Newcomer cheesemaker Anna Landmark shares cheese with veteran
cheesemaker Willi Lehner, whose father emigrated from Switzerland
and managed Rysers Cheese Factory in Mt. Horeb for 21 years.

More than 100 cheese factories in southwestern Dane County are now mapped and remembered with extensive information and photos online, thanks to the Mount Horeb Area Historical Society.

The Society unveiled the new cheese factory website on Sunday in downtown Mt. Horeb on the site of the former Henze cheese warehouse, now Zalucha Studios. Next door is the former Rysers Cheese Factory, today home to the Grumpy Troll Brew Pub, where Bleu Mont cheesemaker Willi Lehner’s father – also Willi Lehner – was the managing cheesemaker for 21 years. It seems downtown Mt. Horeb, similar to much of rural Wisconsin, was once a cheese mecca.

The website is extensive, noting the years each factory operated, the types of cheese crafted, each cheesemaker’s name and the years they made cheese at the facility, as well as extensive notes on what was happening throughout the years at each location. It’s a literal treasure trove of cheese history.

So what makes someone want to create a website detailing all the cheese factories that were once in their area? Well, sometimes to understand the present, it’s helpful to understand the past. So this past winter, Society volunteers created database inventories of the area’s schools, cheese factories, churches and cemeteries.

“We found a map where it was just black with dots,” archivist Shan Thomas said of an early 20th century map that located factories in the areas surrounding Mount Horeb. “They were everywhere.”

The web resource actually began with the Society mapping schools in the area. Volunteers identified 52 – yes, 52 – schools in the area that now makes up just the Mount Horeb Area School District.
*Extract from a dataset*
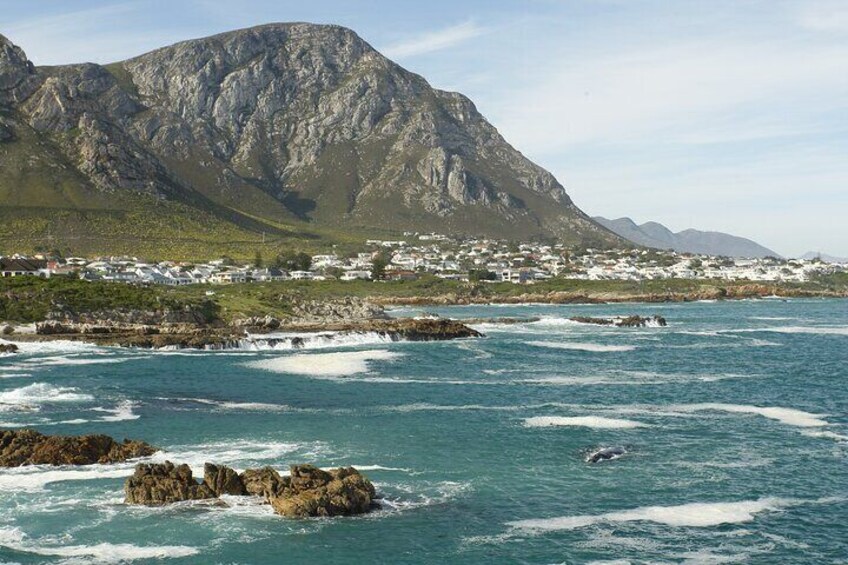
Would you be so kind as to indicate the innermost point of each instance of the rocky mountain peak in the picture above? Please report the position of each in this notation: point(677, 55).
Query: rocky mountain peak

Amazingly enough, 40 of them still stand, and were photographed for the project.

The Society’s schoolhouse project was the subject of an article in the Wisconsin State Journal last year, and the article piqued the interest of Doug Norgord,  a Mount Horeb resident who owns a mapping solutions company. Norgord contacted the Society and offered his services for free.  Through the technology of his company, Geographic Techniques LLC, the project took on further life.

Norgord was part of a perfect storm of people, all Mount Horeb area residents, qualified to pull off this project: Thomas, a former archivist at Luther College; former Mount Horeb school administrator and principal John Pare; computer programmer Merel Black; and Brynn Bruijn, an international photographer whose work has appeared in books and in magazines such as National Geographic and Town and Country. The volunteers also worked with the Mount Horeb Landmarks Foundation and the historical societies of Blue Mounds and Perry township.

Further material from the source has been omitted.